La Leucemia mielomonocitica cronica può essere in due forme: quella displastica, in cui prevalgono anemia e neutropenia, o quella proliferativa, con un numero elevato di globuli bianchi. In ogni caso si presentano monociti nel sangue e nel midollo in eccesso e un numero, che varia a seconda dei casi, di blasti, ovvero cellule immature. Il numero di blasti, come quello di globuli bianchi, sono tra gli elementi che concorrono a dare una prognosi.

Fattori di rischio

Non si conoscono molti fattori di rischio per la LMC. L’esposizione ad alte dosi di radiazioni è l’unico fattore ambientale noto, mentre non sono stati dimostrati legami tra la malattia e comportamenti legati allo stile di vita come il fumo o l’alimentazione.

In molti casi le persone colpite da LMC non presentano sintomi al momento della diagnosi che spesso avviene per caso, per esempio durante un controllo generale.
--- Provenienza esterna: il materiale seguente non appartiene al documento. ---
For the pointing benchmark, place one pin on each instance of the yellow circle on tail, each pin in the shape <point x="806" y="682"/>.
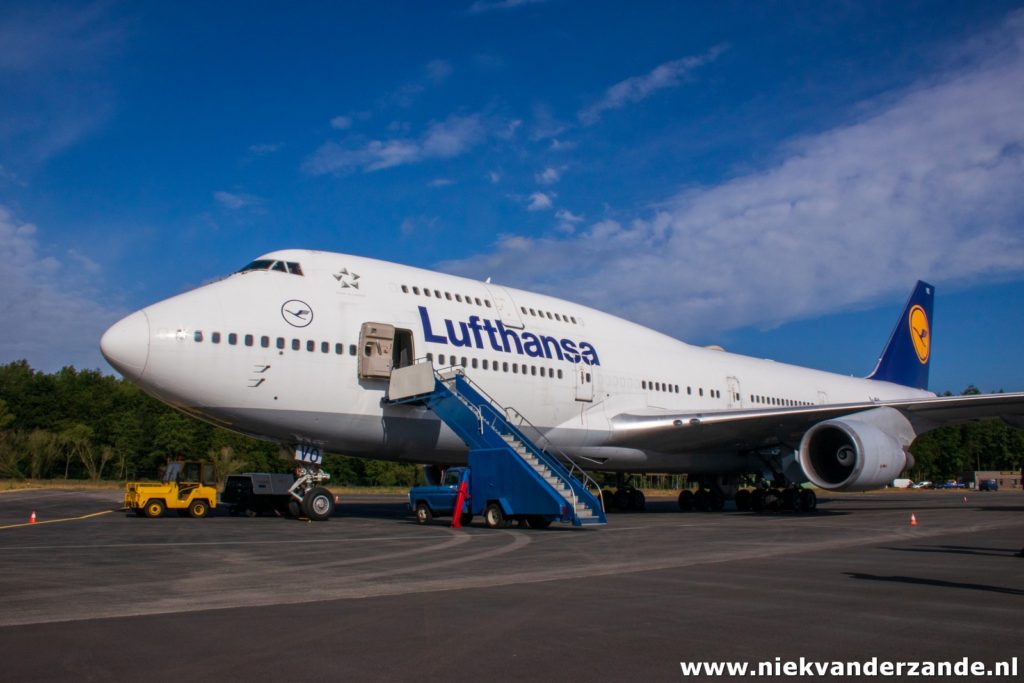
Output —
<point x="921" y="333"/>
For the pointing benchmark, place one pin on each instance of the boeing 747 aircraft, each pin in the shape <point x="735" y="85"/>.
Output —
<point x="298" y="347"/>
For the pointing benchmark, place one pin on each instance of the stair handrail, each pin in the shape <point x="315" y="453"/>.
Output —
<point x="560" y="456"/>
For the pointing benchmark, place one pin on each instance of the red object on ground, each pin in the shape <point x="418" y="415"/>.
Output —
<point x="460" y="499"/>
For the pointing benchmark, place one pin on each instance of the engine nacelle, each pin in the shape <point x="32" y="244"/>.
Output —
<point x="857" y="453"/>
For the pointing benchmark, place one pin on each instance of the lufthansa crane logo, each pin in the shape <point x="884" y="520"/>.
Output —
<point x="297" y="313"/>
<point x="921" y="334"/>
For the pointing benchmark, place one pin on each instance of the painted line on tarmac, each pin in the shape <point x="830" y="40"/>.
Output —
<point x="186" y="544"/>
<point x="54" y="521"/>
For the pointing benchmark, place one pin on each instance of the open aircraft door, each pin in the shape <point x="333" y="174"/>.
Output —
<point x="584" y="381"/>
<point x="382" y="348"/>
<point x="505" y="305"/>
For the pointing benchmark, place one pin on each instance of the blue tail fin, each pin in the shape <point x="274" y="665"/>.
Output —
<point x="908" y="352"/>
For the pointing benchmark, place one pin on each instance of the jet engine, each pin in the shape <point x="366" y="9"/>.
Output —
<point x="857" y="453"/>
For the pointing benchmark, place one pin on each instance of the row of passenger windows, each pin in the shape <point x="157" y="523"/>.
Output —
<point x="498" y="367"/>
<point x="674" y="388"/>
<point x="773" y="400"/>
<point x="551" y="316"/>
<point x="437" y="294"/>
<point x="279" y="342"/>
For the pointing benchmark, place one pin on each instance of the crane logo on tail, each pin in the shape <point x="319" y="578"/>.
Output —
<point x="921" y="333"/>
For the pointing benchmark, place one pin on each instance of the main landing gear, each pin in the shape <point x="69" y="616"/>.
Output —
<point x="308" y="497"/>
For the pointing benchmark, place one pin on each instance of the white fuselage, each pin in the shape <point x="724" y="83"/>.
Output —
<point x="275" y="354"/>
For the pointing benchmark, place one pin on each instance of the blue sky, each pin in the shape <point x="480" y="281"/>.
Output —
<point x="773" y="177"/>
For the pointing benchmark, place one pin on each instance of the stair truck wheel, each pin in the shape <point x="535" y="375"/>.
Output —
<point x="199" y="508"/>
<point x="154" y="507"/>
<point x="494" y="516"/>
<point x="536" y="521"/>
<point x="318" y="504"/>
<point x="423" y="514"/>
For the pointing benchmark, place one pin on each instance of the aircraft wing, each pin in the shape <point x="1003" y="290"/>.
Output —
<point x="744" y="429"/>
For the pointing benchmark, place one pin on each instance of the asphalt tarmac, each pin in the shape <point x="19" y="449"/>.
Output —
<point x="372" y="596"/>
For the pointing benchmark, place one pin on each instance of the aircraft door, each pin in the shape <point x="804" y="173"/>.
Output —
<point x="584" y="381"/>
<point x="376" y="350"/>
<point x="735" y="396"/>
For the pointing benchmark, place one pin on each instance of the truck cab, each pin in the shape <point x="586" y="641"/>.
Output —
<point x="438" y="500"/>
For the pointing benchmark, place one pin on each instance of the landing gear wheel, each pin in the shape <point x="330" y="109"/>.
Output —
<point x="199" y="509"/>
<point x="154" y="508"/>
<point x="538" y="522"/>
<point x="423" y="514"/>
<point x="318" y="504"/>
<point x="494" y="516"/>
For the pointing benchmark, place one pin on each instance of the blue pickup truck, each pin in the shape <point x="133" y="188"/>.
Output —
<point x="438" y="500"/>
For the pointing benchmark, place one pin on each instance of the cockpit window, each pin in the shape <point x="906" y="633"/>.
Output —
<point x="269" y="264"/>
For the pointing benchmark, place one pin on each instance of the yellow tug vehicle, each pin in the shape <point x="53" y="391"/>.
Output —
<point x="187" y="487"/>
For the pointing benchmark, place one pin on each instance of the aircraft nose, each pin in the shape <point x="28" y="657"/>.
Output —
<point x="126" y="345"/>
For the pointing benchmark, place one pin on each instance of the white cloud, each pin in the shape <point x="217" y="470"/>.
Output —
<point x="568" y="216"/>
<point x="341" y="122"/>
<point x="926" y="185"/>
<point x="52" y="316"/>
<point x="638" y="88"/>
<point x="548" y="176"/>
<point x="442" y="139"/>
<point x="236" y="201"/>
<point x="540" y="202"/>
<point x="264" y="148"/>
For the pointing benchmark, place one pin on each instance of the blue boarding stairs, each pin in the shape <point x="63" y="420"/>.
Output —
<point x="507" y="467"/>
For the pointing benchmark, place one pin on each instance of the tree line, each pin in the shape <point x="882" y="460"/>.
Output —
<point x="81" y="424"/>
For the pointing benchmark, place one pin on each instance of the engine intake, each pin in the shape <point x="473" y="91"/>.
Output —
<point x="851" y="454"/>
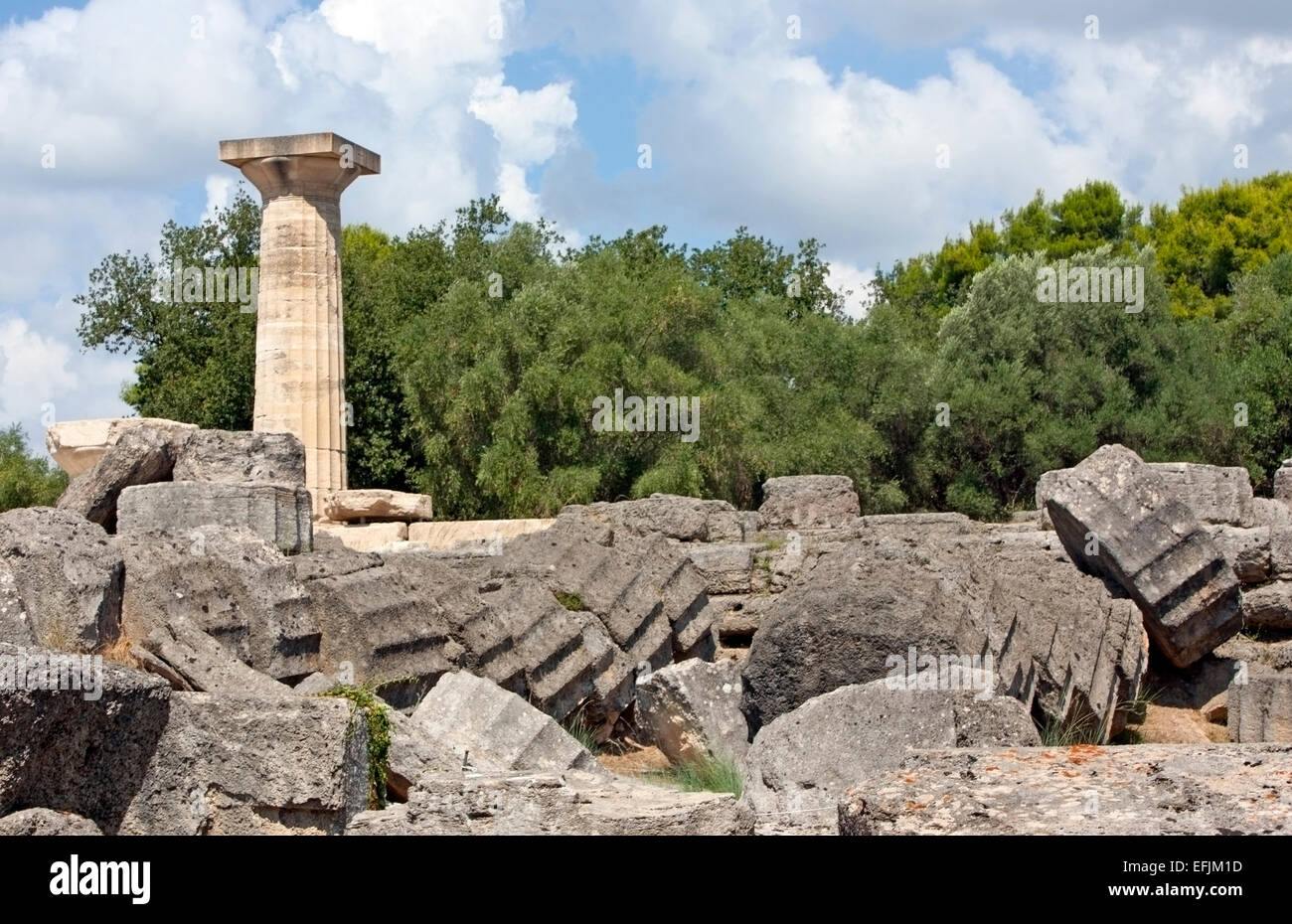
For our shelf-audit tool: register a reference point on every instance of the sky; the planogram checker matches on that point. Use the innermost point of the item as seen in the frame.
(880, 129)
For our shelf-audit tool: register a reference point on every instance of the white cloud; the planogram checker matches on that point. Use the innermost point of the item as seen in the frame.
(747, 125)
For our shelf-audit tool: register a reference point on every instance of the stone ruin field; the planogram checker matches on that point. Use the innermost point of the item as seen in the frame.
(1118, 661)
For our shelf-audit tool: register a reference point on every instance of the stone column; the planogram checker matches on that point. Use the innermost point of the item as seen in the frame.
(300, 340)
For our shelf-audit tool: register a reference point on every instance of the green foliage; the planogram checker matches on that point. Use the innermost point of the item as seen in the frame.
(571, 601)
(25, 480)
(476, 348)
(195, 360)
(1214, 234)
(363, 699)
(582, 733)
(712, 774)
Inoltre, anche se presenti, i sintomi sono spesso poco specifici e comuni a molte altre malattie: debolezza, febbre, sudorazione notturna, perdita di peso, dolore al ventre o alle ossa.

Prevenzione

Non è possibile definire strategie di prevenzione efficaci per la LMC dal momento che non sono stati identificati fattori di rischio modificabili sui quali intervenire. L’unica raccomandazione utile è evitare, laddove possibile, l’esposizione ad alte dosi di radiazioni.

Diagnosi

Per una corretta diagnosi è importante rivolgersi al medico di base o allo specialista che dopo un attento esame obiettivo con valutazione dei segni e dei sintomi della malattia, potrà prescrivere gli esami adeguati.  In caso di sospetto, sarà inizialmente prescritto un esame del sangue: da un semplice prelievo è infatti possibile osservare il numero e la forma di globuli bianchi, globuli rossi e piastrine. Se da questo primo esame emergono anomalie si procede con un secondo esame del sangue di conferma o con un prelievo del midollo. Sui campioni prelevati vengono effettuati test più accurati anche di tipo citogenetico e molecolare per avere la conferma definitiva della malattia.

Evoluzione

L’evoluzione della LMC non viene suddivisa in stadi, come avviene per i tumori solidi, ma in tre fasi con una classificazione che si basa soprattutto sul numero di cellule immature (blasti) presenti nel sangue e nel midollo osseo. La classificazione più usata è quella dell’Organizzazione mondiale della sanità (OMS) e prevede:

  • Fase cronica. La percentuale di blasti è inferiore al 10 per cento, i sintomi sono assenti o molto lievi e, in genere, c’è una buona risposta alle terapie. Questa fase può durare mesi o anche anni.
  • Fase accelerata. Si verifica in presenza di uno di questi criteri: la percentuale di blasti è tra il 10 e il 20 per cento, c’è un alto numero di globuli bianchi basofili (fino al 20 per cento), c’è un alto numero di globuli bianchi che non diminuiscono con il trattamento, il numero di piastrine molto alto o molto basso, oppure si riscontrano nuove modificazioni nei cromosomi nelle cellule tumorali (oltre al cromosoma Philadelphia). In questa fase la risposta al trattamento è meno buona.
  • Fase blastica (o fase acuta o crisi blastica). la percentuale di blasti è superiore al 20 per cento. In questa fase la malattia si diffonde oltre il midollo e si comporta in modo più aggressivo, come accade per la leucemia acuta.

Come si cura

Come scrive l’Ail, il trapianto allogenico di cellule staminali è l’unico trattamento con potenzialità curative, ma in molti casi – in considerazione dell’elevata età della maggioranza dei pazienti – è di difficile attuazione. Viene comunque raccomandato nei casi ad alto rischio.